The word cryptocurrency has been flying around for years now with an increase in the users of bitcoin and other cryptocurrencies and the “gold rush” to quickly invest and cash out as soon as possible. Over the past year, Facebook as a company has dropped hints on it’s developing a cryptocurrency that makes sending money as easy as sending a photo: digital, immediate, free and secure.
On Tuesday 18th June, the company formally unveiled its highly-anticipated digital currency project called Libra. Facebook also announced the creation of the Libra Association, an independent organization that will manage the currency, and Calibra, a unit of Facebook that will build applications related to the new digital currency.
As part of the announcement, Facebook launched a test version of its blockchain, the technology upon which cryptocurrencies like bitcoin are built. It is open-source software, meaning developers can experiment with building applications on the platform and submit feedback on the code. The currency itself is set to launch in 2020.
“Libra’s mission is to be a simple, global currency and financial infrastructure that empowers billions of people,” said Facebook’s David Marcus, who runs Calibra and headed up the Libra project. One of the aims of the project is to help the 1.7 billion people around the world who don’t have bank accounts access a stable currency and financial services.
Details about Libra
Libra will let you buy things or send money to people with nearly zero fees. You’ll pseudonymously buy or cash out your Libra online or at local exchange points like grocery stores, and spend it using interoperable third-party wallet apps or Facebook’s own Calibra wallet that will be built into WhatsApp, Messenger and its own app.
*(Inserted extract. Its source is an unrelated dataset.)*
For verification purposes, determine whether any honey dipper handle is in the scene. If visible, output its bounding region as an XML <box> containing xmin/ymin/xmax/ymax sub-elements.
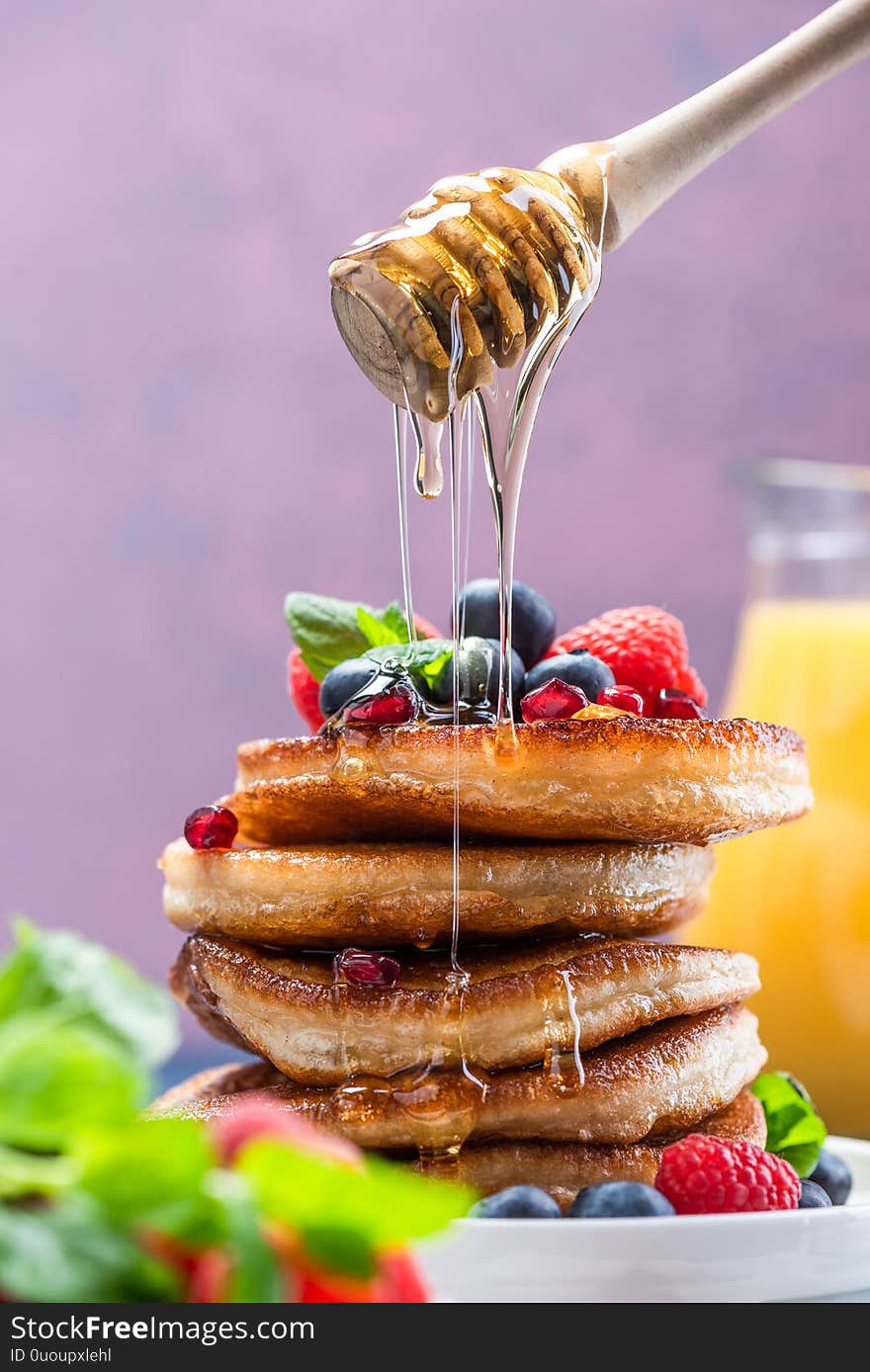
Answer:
<box><xmin>541</xmin><ymin>0</ymin><xmax>870</xmax><ymax>252</ymax></box>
Facebook also released its white paper explaining Libra and its testnet for working out the kinks of its blockchain system before a public launch in the first half of 2020.
Facebook won’t fully control Libra, but instead get just a single vote in its governance like other founding members of the Libra Association, including Visa, Uber and Andreessen Horowitz, which have invested at least $10 million each into the project’s operations.
Also, Facebook is launching a subsidiary company called Calibra that handles its crypto dealings and protects users’ privacy by never mingling Libra payments with Facebook data so it cannot be used for ad targeting. An individual’s real identity won’t be tied to their publicly visible transactions.
It’s hoping Libra will become simpler to set up, more ubiquitous as a payment method, more efficient with fewer fees, more accessible to the unbanked, more flexible thanks to developers and more long-lasting through decentralization when compared to PayPal.
Facebook CEO Mark Zuckerberg explained some of the philosophy behind Libra and Calibra
“It’s decentralized — meaning it’s run by many different organizations instead of just one, making the system fairer overall. It’s available to anyone with an internet connection and has low fees and costs. And it’s secured by cryptography which helps keep your money safe. This is an important part of our vision for a privacy-focused social platform — where you can interact in all the ways you’d want privately, from messaging to secure payments.”Mark Zuckerberg
Though Facebook’s large user base will give the cryptocurrency broad exposure initially, the effort’s success will depend on consumers being able to do more than just use Libra on Facebook’s platforms. It is believed that stability will be essential for the mainstream adoption of Libra. According to Union Square Ventures Partner Fred Wilson. “People don’t want to transact in a cryptocurrency that’s not price stabilized,” Wilson said. “They don’t want to make payments in a currency that could go way up and they don’t want to earn in something that could go way down.”